The diagnostic program was telling Gollum to take a short detour off the main road of the program. Gollum was supposed to "Jump" while remembering how to get back ("Save Return") the stream of instructions that it was executing and get a new instruction. This new instruction should have directed Gollum to return to the mainstream of the program. This small series of operations was a spot quiz, as it were. Further study of the pictures on the analyzers' screens and of the various documents scattered across the top of the table told them that Gollum had in fact jumped to the right instruction and had returned to the right place. But when it returned, it executed the wrong instruction.
"Is it hitting the I-cache?" asked Holberger. Was the instruction that Gollum was supposed to execute, after making its jump, residing in the IP's storage? They examined more pictures and decided that Gollum was indeed hitting the I-cache. When they examined the contents of the I-cache, they discovered that it contained a wrong instruction where the right one should have been.
HOLBERGER AND VERES SAT BEFORE GOLLUM.THEY had completed their preliminary investigation of the bug in Eclipse 21, and now the main question lay before them: Why was there a wrong instruction at the right place?

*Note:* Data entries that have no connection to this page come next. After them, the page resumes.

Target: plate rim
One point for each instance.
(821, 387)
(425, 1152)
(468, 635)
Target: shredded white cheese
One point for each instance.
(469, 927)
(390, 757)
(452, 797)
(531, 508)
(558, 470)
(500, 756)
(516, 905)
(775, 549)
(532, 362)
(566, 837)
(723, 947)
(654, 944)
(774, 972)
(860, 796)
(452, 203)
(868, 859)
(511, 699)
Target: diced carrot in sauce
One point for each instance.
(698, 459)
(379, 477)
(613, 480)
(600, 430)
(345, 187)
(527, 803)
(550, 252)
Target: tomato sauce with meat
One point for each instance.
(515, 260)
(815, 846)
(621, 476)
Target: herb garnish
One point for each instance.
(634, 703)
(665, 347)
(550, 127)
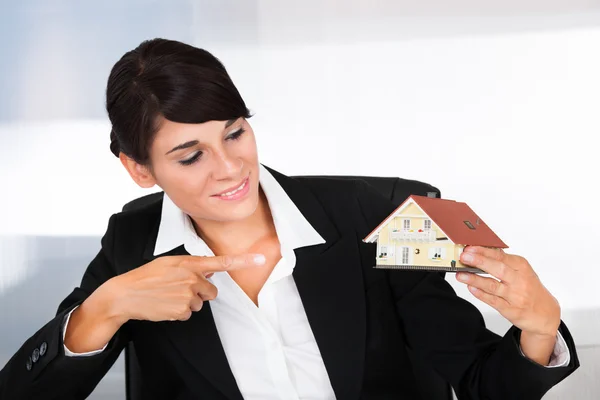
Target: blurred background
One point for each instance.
(496, 103)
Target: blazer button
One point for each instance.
(43, 348)
(35, 355)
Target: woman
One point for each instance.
(242, 282)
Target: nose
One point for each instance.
(228, 167)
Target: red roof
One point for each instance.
(454, 219)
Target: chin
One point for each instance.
(235, 212)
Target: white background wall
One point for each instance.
(495, 104)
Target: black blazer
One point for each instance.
(363, 319)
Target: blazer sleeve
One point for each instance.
(450, 334)
(49, 373)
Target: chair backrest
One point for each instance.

The morning and half the afternoon had slipped away. It was two o'clock, and Jim Guyer had just come into the lab. He put down his motorcycle helmet, pulled up a chair, and started asking questions.
Guyer, at twenty-six, was a relatively old hand among Hardy Boys. His brown beard made an oval frame around his face. As a rule, he was very cheerful, much given to laughter, and he had become one of Rasala's favorites, largely because he took an interest in every part of the machine. Although he had had nothing to do with designing it, Guyer had been studying the IP assiduously of late. Indeed, he had been blaming the IP, sometimes incorrectly, for practically everything that went wrong inside the prototypes.